ENH: linear interpolation of complex values in lib.interp #6872

pec27 · 2015-12-21T09:11:23Z

I wanted to be able to do linear interpolation between complex values, i.e.

y = np.interp(mu, theta, m)

rather than

y = np.interp(mu, theta, m.real) + 1.0j*interp(mu, theta, m.imag)

This could be just achieved with a wrapper for the above, detecting the complex case, but I thought I would reduce the double cache-misses by covering the complex case in compiled_base.c

This is my first pull request, please be gentle :-).

pec27 · 2015-12-22T23:42:58Z

Choosing complex vs. real interpolation via cast attempts on fp (using PyArray_ContiguousFromAny) was not catching the cast error and failing on some of the builds.
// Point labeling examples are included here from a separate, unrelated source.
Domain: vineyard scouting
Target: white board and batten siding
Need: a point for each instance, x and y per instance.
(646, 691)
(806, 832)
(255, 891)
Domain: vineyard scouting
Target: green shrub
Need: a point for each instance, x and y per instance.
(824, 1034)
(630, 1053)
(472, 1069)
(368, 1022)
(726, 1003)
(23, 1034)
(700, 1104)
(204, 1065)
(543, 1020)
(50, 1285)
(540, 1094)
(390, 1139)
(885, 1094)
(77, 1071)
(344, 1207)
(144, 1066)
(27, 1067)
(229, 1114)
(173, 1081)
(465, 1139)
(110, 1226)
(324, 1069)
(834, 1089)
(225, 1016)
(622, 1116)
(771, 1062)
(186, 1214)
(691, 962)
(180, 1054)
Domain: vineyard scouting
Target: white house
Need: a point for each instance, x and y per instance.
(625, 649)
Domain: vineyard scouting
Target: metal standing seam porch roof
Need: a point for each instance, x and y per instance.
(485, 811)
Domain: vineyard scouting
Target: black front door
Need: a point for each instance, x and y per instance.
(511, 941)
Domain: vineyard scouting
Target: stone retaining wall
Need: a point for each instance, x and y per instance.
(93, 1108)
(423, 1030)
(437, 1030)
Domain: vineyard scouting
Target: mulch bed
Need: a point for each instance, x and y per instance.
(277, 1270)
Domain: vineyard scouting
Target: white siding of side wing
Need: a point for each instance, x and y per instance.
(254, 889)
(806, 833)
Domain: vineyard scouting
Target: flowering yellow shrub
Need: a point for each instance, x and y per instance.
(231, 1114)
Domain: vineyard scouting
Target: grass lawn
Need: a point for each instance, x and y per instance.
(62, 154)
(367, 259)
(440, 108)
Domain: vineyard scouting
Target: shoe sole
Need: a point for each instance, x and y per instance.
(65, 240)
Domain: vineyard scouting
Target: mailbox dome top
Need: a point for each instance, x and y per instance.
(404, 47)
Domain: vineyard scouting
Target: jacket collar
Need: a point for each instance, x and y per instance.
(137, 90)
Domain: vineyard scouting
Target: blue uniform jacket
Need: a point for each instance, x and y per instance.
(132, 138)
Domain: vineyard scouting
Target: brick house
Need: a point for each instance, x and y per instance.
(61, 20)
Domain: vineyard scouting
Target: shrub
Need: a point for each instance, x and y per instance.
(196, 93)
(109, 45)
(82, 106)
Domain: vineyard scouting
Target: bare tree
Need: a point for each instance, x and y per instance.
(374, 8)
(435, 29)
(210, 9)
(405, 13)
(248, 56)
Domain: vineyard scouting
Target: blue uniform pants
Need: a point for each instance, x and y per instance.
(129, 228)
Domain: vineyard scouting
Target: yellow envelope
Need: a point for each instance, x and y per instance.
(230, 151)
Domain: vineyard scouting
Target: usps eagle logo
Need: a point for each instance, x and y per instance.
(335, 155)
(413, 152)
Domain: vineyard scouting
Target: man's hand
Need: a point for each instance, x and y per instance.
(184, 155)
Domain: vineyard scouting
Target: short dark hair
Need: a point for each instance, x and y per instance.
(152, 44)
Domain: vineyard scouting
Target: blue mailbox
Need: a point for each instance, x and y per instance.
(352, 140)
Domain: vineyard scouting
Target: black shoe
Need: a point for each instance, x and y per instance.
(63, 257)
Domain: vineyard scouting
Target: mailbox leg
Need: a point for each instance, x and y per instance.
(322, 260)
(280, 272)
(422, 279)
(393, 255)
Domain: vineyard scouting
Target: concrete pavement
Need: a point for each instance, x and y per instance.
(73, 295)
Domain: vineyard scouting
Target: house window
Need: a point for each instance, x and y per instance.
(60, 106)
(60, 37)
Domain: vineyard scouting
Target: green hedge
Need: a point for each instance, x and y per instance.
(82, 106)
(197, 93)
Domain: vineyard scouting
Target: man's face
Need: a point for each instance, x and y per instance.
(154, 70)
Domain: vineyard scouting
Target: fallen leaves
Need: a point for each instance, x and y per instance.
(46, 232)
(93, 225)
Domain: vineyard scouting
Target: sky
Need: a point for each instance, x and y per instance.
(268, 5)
I switched to passing in a flag (to compiled_interp), to choose the behaviour.

ahaldane · 2016-05-07T04:49:07Z

Thanks @pec27 for the PR, and sorry it's taken a while to get to it.

It looks like this gives a speedup of about 2x over the simple version you pasted, which is pretty good for a function I suspect people call repeatedly. I tested the PR with:

N = 100000
mu = np.arange(N) + np.random.rand(N)
theta = np.arange(N)
m = np.random.rand(N) + 1.0j*np.random.rand(N)
%timeit np.interp(mu, theta, m)
100 loops, best of 3: 2.7 ms per loop
%timeit np.interp(mu, theta, m.real) + 1.0j*np.interp(mu, theta, m.imag)
100 loops, best of 3: 5.61 ms per loop

The code looks correct, however arr_interp seems a bit too big, and it feels like there is duplicated code. Plus, this code only generalizes for DOUBLE and CDOUBLE, but misses FLOAT16, FLOAT32 and the CFLOAT equivalents.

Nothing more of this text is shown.